April 26 (Bloomberg) -- Banco Bilbao Vizcaya Argentaria SA, Spain’s second-biggest bank, said first-quarter profit rose 73 percent as one-time gains offset losses from Spanish real estate and charges for bad loans.

Net income was 1.73 billion euros ($2.25 billion), up from 1.01 billion euros in the same period a year earlier, the Bilbao, Spain-based lender said in a filing to regulators today. The earnings compared with the 1.76 billion-euro average estimate in a Bloomberg survey of 10 analysts.
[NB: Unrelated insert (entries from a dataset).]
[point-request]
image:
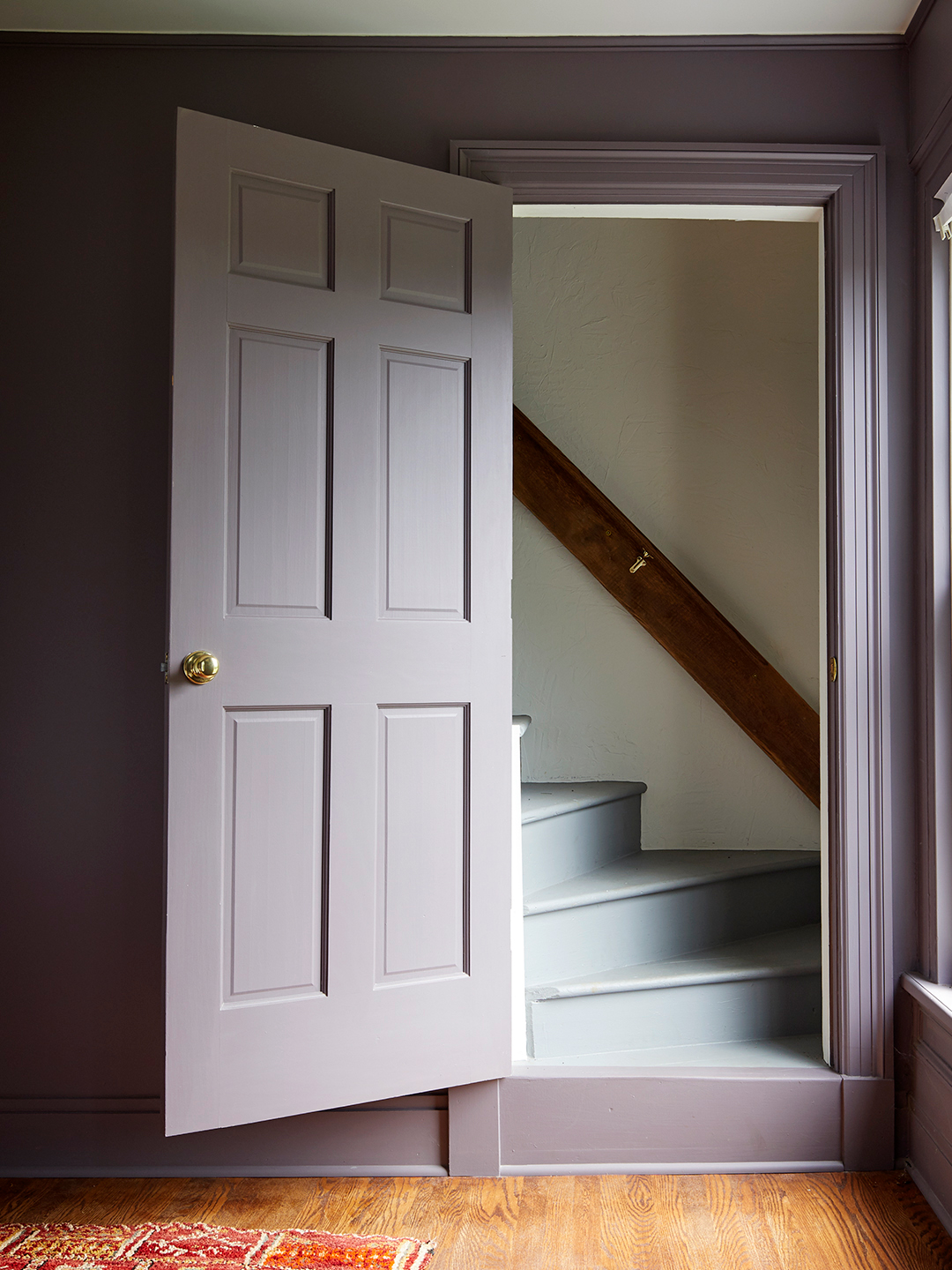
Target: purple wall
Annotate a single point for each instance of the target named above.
(86, 220)
(929, 72)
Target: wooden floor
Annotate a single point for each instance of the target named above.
(729, 1222)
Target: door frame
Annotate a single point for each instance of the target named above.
(848, 183)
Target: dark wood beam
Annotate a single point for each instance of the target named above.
(686, 624)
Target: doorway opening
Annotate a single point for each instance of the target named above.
(673, 903)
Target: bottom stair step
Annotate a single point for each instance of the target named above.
(777, 1052)
(766, 957)
(759, 989)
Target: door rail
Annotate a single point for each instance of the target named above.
(671, 609)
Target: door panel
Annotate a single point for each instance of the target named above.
(339, 830)
(423, 842)
(279, 473)
(426, 484)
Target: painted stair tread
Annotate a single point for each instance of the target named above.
(772, 1052)
(779, 954)
(555, 798)
(646, 873)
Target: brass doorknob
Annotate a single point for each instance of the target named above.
(199, 667)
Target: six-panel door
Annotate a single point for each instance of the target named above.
(338, 918)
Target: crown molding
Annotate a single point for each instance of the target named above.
(455, 43)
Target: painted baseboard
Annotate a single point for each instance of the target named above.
(118, 1142)
(926, 1053)
(669, 1120)
(661, 1166)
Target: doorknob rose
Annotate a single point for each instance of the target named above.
(199, 667)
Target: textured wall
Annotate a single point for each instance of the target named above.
(677, 363)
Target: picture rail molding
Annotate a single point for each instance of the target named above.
(850, 184)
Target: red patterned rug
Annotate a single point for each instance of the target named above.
(196, 1246)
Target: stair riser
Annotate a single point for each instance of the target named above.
(739, 1010)
(576, 842)
(594, 938)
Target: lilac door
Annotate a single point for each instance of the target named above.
(338, 905)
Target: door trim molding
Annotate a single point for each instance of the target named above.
(848, 183)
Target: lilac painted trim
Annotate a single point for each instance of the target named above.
(934, 578)
(934, 1000)
(227, 1169)
(718, 1166)
(848, 182)
(871, 41)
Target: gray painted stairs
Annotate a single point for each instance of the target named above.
(666, 957)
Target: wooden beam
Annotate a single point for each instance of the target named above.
(686, 624)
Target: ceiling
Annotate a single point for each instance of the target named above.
(537, 18)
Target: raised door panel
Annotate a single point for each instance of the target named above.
(426, 479)
(282, 230)
(274, 875)
(426, 258)
(279, 474)
(423, 827)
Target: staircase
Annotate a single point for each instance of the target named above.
(709, 958)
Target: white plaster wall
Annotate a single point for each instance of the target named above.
(677, 363)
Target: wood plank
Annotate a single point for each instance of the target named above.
(658, 594)
(703, 1222)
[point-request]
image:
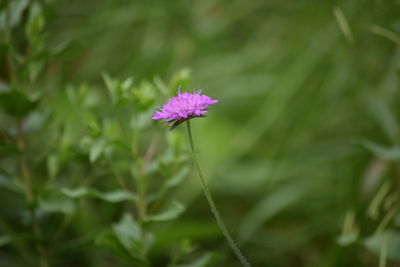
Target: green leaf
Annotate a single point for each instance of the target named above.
(112, 196)
(16, 8)
(390, 239)
(128, 233)
(57, 204)
(202, 261)
(170, 213)
(115, 196)
(178, 177)
(7, 182)
(16, 104)
(76, 192)
(96, 149)
(388, 153)
(4, 240)
(52, 165)
(35, 23)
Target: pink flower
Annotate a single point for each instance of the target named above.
(183, 107)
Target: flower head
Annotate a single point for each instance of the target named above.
(183, 107)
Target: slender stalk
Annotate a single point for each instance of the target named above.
(211, 202)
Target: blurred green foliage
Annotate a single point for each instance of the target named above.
(302, 151)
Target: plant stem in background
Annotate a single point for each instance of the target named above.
(29, 197)
(211, 202)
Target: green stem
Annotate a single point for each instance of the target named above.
(211, 202)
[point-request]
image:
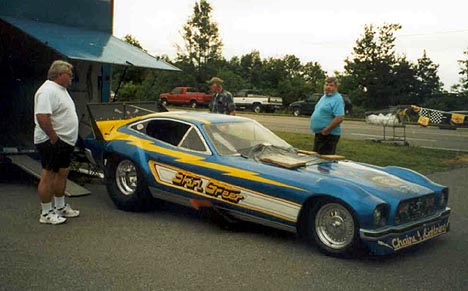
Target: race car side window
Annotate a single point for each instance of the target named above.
(193, 141)
(168, 131)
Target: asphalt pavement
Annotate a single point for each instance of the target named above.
(172, 248)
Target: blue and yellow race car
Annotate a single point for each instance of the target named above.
(237, 167)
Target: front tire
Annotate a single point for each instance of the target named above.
(296, 111)
(333, 228)
(126, 185)
(257, 108)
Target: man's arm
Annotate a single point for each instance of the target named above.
(46, 126)
(334, 123)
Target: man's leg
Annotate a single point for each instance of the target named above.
(45, 190)
(59, 186)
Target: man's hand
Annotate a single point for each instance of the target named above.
(46, 125)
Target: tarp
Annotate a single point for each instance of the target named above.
(88, 45)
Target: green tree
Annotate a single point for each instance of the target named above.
(314, 77)
(463, 87)
(250, 68)
(202, 44)
(429, 84)
(372, 67)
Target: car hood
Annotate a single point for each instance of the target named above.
(295, 103)
(376, 182)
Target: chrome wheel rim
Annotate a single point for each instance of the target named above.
(334, 226)
(126, 177)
BBVA and Banco Santander SA, Spain’s biggest bank, are predicting a climb in profits as they put the task of cleaning up losses from Spanish real estate behind them. The weak economy in Spain, where unemployment rose to 27 percent in the first quarter, still poses risks for BBVA even as asset sales and profit from emerging markets such as Mexico buoy earnings.

“The results are nothing to get too excited about,” Juan Pablo Lopez, an analyst at Espirito Santo Investment Bank in Madrid, said in a phone interview today. “Asset quality continues to deteriorate, showing that there are still pressures on their business from Spain.”

BBVA said earnings rose after it sold a Mexican pension business and booked profits from a reinsurance agreement. The sale of the pensions unit yielded a net gain of 800 million euros, while the reinsurance deal signed in March brought a gross gain of 630 million euros, according to company filings.

Shares Fall

BBVA fell 1.4 percent to 7.208 euros in Madrid today, paring gains this year to 3.5 percent. That compares with a rise of 4.4 percent for the 40-member Bloomberg Europe Banks and Financials Services Index. Santander, which yesterday reported a 26 percent drop in quarterly earnings that missed analysts’ estimates, has dropped 11 percent in 2013.

First-quarter net interest income rose 0.8 percent from a year ago to 3.62 billion euros as gross loans increased 4 percent, BBVA said. The result was held back by currency devaluation in Venezuela, which was the main factor in a 150 million-euro decline in net interest income compared with the fourth quarter, Chief Operating Officer Angel Cano said on a webcast for analysts today.

Bad loans as a proportion of total lending expanded to 5.3 percent from 5.1 percent in December. Net loans newly classed as in default climbed to 1.94 billion euros from 1.64 billion euros in the fourth quarter and 1.2 billion euros a year ago. Costs for covering asset impairments jumped to 1.38 billion euros from 1.09 billion euros a year earlier as charges for covering Spanish corporate loan losses increased, the bank said.

Spain Performance

Profit at the Spanish banking unit rose 54 percent to 569 million euros in the first quarter, boosted by trading gains that jumped 76 percent to 220 million euros. Net interest income fell 8.8 percent to 1.07 billion euros as deposits climbed 11 percent, outpacing a 2.3 percent rise in loans. Bad loans as a proportion of total lending rose to 4.3 percent from 4 percent in December and 3.1 percent in March 2012.

BBVA’s Spanish real estate business, whose results were reported separately for the first time, lost 346 million euros compared with 300 million euros a year earlier. Net real estate exposure fell to 15.4 billion euros from 15.6 billion euros in December, the bank said.

Earnings in Mexico climbed to 435 million euros from 430 million euros a year ago, BBVA said. Net interest income in the country rose 7.2 percent to 1.1 billion euros as net lending climbed 14 percent.

Profit in South America fell 6.9 percent to 348 million euros as a drop in earnings in Chile and Argentina offset rising profit in Venezuela. Net income at Eurasia, a division that pools BBVA’s businesses in Turkey and China and operations in Europe outside Spain, slumped 40 percent to 179 million euros, led by a lower contribution from its China, the bank said.